The event was attended by the Minister of Government, Alexandra Vela; the director of the National Service of Integral Attention to Adults Deprived of Liberty and Adolescent Offenders (SNAI), Fausto Cobo, and the Secretary of Human Rights, Bernarda Ordoñez (Photo internet reproduction)

Cobo defined the situation of the country’s penitentiary system as “precarious, chaotic, dangerous and anarchic”, with negative effects for the security of the State, and said that the allocated resources would be destined to meet the needs of infrastructure, technology, security, and human talent, according to an official statement.

He also announced that among the priority actions are implementing the penitentiary benefits process to reduce overcrowding and improve the classification of persons deprived of liberty according to security levels.

The plan for restructuring the penitentiary system also contemplates the rehabilitation and redistribution of the infrastructure of the centers of deprivation of liberty to guarantee dignified conditions of habitability, with the construction of new pavilions and the adaptation of the maximum security pavilions.

It includes an agreement with the Polytechnic School of the Army and the Armed Forces.

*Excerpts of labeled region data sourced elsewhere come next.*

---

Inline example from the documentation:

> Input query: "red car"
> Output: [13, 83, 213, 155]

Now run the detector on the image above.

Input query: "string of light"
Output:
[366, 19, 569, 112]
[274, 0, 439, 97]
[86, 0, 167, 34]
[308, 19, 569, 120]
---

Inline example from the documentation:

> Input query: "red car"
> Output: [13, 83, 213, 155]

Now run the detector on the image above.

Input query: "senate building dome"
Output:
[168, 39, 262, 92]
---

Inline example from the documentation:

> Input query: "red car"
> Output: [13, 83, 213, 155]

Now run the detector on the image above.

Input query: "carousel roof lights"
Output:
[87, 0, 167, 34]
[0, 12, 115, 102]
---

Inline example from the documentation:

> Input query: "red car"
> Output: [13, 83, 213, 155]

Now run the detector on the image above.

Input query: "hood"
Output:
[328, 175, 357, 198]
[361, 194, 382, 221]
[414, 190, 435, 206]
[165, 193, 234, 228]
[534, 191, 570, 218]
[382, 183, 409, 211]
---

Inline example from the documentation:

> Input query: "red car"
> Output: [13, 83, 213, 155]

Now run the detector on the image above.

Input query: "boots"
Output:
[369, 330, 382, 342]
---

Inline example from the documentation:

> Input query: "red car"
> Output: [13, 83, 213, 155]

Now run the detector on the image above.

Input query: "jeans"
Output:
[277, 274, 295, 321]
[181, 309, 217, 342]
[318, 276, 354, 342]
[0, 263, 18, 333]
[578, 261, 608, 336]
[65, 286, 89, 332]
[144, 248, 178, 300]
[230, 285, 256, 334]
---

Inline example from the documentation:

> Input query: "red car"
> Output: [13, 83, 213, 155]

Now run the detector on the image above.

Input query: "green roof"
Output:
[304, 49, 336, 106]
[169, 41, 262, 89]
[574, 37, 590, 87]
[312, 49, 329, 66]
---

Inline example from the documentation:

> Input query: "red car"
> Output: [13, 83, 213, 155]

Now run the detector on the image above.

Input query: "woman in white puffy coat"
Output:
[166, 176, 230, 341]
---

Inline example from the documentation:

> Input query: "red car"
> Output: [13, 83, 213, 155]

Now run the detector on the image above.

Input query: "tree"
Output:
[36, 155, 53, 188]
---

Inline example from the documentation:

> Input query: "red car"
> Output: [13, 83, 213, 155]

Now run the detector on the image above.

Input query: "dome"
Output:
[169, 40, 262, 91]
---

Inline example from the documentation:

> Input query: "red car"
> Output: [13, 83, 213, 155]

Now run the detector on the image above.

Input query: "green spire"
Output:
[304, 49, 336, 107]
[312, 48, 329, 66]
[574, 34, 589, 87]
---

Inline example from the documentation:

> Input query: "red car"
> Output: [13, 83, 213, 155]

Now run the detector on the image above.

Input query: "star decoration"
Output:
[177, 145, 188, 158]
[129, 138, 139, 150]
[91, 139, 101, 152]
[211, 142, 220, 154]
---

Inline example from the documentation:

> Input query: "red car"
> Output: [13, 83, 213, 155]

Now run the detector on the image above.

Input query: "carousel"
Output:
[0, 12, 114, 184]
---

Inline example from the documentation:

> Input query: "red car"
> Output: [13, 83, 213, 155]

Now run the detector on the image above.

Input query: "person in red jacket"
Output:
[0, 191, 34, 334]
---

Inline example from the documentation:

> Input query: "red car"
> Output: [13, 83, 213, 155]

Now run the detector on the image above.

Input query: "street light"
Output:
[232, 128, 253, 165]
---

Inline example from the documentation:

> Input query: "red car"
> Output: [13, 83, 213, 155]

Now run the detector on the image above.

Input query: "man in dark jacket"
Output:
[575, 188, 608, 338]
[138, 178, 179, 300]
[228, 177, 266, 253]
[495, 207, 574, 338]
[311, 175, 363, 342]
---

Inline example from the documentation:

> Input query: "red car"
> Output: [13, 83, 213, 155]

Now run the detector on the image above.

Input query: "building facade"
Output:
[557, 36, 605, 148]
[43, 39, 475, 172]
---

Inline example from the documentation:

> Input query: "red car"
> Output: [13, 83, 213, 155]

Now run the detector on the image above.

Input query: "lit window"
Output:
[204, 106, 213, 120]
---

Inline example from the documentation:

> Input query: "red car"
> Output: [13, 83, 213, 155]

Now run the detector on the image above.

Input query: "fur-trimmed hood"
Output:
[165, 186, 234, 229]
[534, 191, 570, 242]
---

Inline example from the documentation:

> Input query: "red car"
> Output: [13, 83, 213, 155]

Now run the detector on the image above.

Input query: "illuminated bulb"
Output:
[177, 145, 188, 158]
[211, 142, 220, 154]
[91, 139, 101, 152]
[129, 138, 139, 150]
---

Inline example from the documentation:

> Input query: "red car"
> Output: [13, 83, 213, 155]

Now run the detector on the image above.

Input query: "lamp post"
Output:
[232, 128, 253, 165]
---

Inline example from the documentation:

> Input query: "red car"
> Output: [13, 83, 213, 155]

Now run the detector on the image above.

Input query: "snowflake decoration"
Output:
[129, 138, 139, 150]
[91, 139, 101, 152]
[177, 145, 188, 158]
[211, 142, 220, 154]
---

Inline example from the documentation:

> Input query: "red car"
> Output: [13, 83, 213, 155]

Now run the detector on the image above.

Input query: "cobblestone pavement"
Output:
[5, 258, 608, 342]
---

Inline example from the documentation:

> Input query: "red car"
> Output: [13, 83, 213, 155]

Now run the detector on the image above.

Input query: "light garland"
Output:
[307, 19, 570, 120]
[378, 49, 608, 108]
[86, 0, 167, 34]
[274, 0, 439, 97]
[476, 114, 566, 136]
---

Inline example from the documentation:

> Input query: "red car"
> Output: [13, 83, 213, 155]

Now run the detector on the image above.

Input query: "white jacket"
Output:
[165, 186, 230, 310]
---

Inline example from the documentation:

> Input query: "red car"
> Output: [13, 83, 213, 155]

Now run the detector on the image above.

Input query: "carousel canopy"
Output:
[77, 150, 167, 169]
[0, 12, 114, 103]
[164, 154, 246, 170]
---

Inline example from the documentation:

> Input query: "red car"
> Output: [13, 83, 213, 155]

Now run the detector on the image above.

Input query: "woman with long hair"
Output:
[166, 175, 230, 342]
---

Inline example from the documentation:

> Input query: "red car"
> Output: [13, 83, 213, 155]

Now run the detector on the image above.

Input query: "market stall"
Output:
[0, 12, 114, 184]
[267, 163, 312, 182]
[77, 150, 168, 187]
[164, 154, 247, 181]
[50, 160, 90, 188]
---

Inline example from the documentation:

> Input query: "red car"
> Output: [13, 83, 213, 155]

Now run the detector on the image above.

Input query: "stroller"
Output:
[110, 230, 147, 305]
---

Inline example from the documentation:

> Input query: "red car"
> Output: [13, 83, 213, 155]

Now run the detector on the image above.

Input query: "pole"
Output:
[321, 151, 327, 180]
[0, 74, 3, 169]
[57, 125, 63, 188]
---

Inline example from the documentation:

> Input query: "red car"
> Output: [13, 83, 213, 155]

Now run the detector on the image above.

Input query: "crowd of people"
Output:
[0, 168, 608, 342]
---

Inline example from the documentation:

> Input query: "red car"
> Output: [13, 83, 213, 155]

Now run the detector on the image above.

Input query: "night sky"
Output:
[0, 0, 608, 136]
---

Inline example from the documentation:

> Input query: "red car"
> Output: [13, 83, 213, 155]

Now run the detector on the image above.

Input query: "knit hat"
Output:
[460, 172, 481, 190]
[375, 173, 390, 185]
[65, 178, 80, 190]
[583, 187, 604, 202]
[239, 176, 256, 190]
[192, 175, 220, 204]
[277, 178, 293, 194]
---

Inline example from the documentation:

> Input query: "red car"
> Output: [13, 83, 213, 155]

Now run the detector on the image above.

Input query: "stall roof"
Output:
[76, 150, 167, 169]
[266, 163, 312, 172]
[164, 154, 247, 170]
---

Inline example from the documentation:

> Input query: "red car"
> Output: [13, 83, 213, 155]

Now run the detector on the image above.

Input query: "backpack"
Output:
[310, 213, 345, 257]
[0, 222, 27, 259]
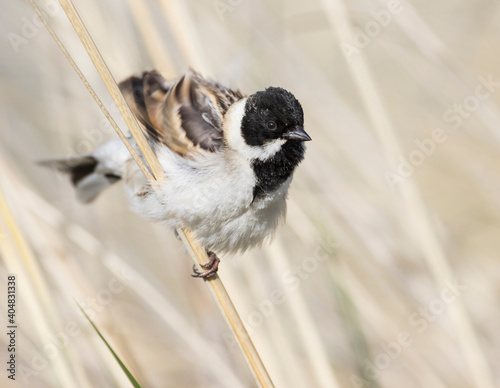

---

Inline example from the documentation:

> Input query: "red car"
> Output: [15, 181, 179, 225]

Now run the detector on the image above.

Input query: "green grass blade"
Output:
[78, 305, 141, 388]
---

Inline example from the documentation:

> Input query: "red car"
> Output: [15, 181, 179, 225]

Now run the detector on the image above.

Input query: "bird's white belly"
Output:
[126, 147, 291, 253]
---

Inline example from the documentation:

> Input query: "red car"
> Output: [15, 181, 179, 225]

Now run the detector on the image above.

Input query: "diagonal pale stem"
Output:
[29, 0, 274, 388]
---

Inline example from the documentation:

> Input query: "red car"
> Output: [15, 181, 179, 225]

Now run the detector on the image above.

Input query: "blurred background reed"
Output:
[0, 0, 500, 388]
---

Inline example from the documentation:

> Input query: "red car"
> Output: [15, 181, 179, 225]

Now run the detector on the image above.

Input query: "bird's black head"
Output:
[241, 87, 311, 146]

Through voluntary military service, suitable human talent is selected to form the Corps of Penitentiary Agents to optimize resources.

The Ecuadorian prison system has been under scrutiny for years. There have been countless riots, cases of violence, score-settling, and escapes – this past year alone, there have been more than 100 deaths – that experts blame on overcrowding, internal corruption and lack of training.

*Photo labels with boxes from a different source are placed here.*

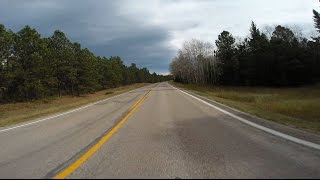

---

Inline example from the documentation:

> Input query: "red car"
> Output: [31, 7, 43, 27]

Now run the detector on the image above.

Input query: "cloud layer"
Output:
[0, 0, 320, 73]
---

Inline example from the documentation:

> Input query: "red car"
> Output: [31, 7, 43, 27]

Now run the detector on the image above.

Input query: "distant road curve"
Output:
[0, 82, 320, 178]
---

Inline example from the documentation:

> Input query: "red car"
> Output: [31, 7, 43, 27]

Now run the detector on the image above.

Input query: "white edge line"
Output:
[0, 86, 150, 133]
[171, 85, 320, 150]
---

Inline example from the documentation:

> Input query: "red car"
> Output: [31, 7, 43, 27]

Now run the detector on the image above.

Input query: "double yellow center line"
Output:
[54, 90, 151, 179]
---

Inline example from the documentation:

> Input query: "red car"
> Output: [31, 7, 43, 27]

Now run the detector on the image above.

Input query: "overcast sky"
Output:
[0, 0, 320, 73]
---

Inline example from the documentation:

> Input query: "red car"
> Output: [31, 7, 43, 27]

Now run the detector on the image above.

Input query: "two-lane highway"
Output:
[0, 83, 320, 178]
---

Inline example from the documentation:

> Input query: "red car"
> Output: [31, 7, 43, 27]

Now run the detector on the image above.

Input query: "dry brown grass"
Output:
[0, 83, 146, 126]
[171, 83, 320, 133]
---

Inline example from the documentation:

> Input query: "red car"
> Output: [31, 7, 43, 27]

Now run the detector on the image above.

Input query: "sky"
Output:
[0, 0, 320, 74]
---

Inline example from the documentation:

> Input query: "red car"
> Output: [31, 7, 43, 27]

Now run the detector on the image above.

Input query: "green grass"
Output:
[173, 83, 320, 133]
[0, 83, 146, 127]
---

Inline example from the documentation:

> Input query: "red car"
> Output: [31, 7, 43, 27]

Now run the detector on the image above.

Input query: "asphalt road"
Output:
[0, 83, 320, 178]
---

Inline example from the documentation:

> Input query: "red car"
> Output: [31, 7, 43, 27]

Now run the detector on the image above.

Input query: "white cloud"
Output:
[0, 0, 320, 73]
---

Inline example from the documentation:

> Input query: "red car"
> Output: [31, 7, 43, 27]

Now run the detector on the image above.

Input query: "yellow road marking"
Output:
[53, 90, 151, 179]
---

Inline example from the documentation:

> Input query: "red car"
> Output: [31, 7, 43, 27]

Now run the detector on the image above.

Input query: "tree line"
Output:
[0, 24, 170, 103]
[170, 11, 320, 86]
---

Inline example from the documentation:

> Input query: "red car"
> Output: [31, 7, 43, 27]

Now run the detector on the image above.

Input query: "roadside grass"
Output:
[171, 82, 320, 134]
[0, 83, 147, 127]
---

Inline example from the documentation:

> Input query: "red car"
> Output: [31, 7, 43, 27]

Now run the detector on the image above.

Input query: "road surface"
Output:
[0, 83, 320, 178]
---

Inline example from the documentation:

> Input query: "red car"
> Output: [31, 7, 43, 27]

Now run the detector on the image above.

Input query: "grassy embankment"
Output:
[173, 83, 320, 133]
[0, 83, 146, 127]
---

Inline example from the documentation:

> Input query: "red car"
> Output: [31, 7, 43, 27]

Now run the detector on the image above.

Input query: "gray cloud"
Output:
[0, 0, 319, 73]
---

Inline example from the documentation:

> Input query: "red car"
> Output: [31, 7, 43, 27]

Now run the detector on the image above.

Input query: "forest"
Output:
[170, 10, 320, 87]
[0, 24, 170, 103]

Ecuador’s prisons house more than 39,000 inmates, a figure that has tripled in the last three decades and caused a crisis that intensified in the last four years with an overcrowding rate that reached 36% and today is around 30%.

This factor is compounded by disputes over the power of criminal organizations linked to drug trafficking, some of which control their flow from the prisons, and complaints from inmates’ families who have accused prison officials of corruption in some prisons.

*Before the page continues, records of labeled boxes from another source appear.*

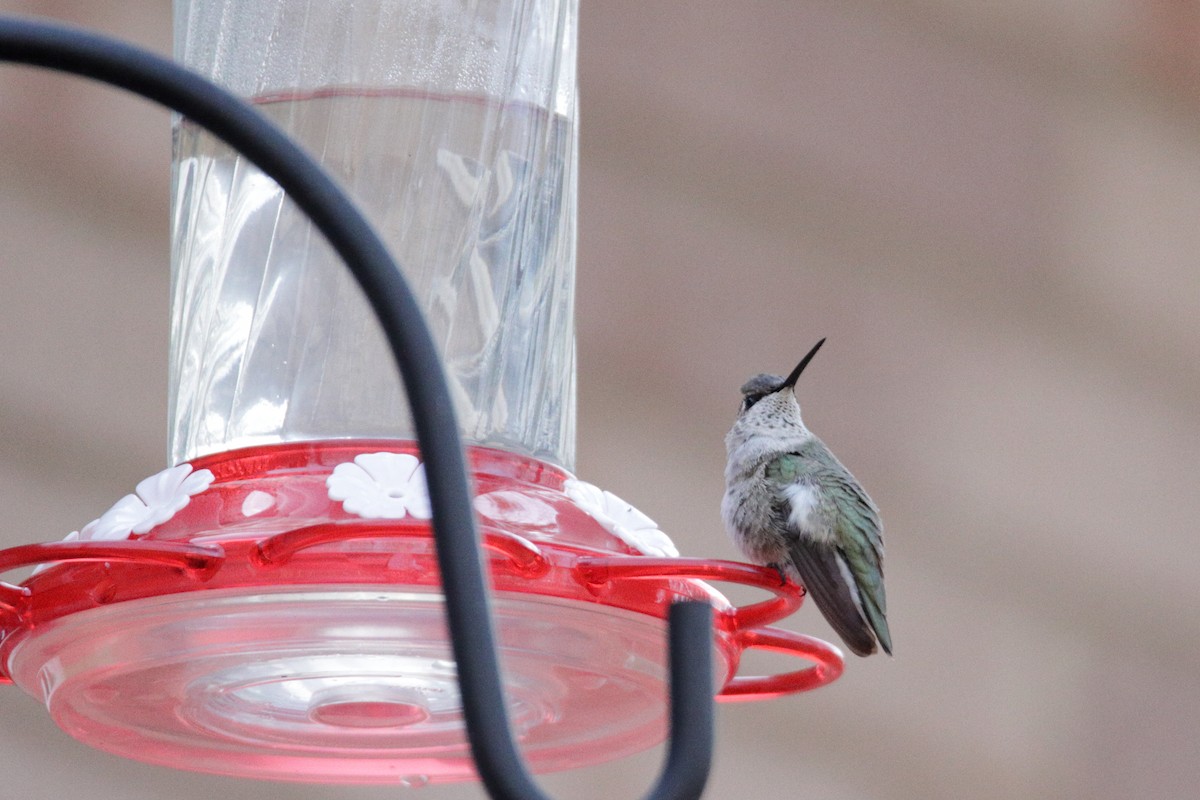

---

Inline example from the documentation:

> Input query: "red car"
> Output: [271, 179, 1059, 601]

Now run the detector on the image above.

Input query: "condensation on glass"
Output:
[169, 0, 577, 469]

Vela clarified that the budget item was approved after a meeting of the Public Security Council (Cosepe) as part of the government’s commitment to resolving the crisis facing the country’s social rehabilitation system.

For her part, the Secretary of Human Rights ratified that in this process, respect for the rights of persons deprived of liberty will be monitored, prioritizing security in the centers.

The most eloquent case of the serious situation occurred in February when two gangs clashed in four penitentiary centers, resulting in the death of almost 80 inmates, although the cases are constant and in July another twenty died in a similar case.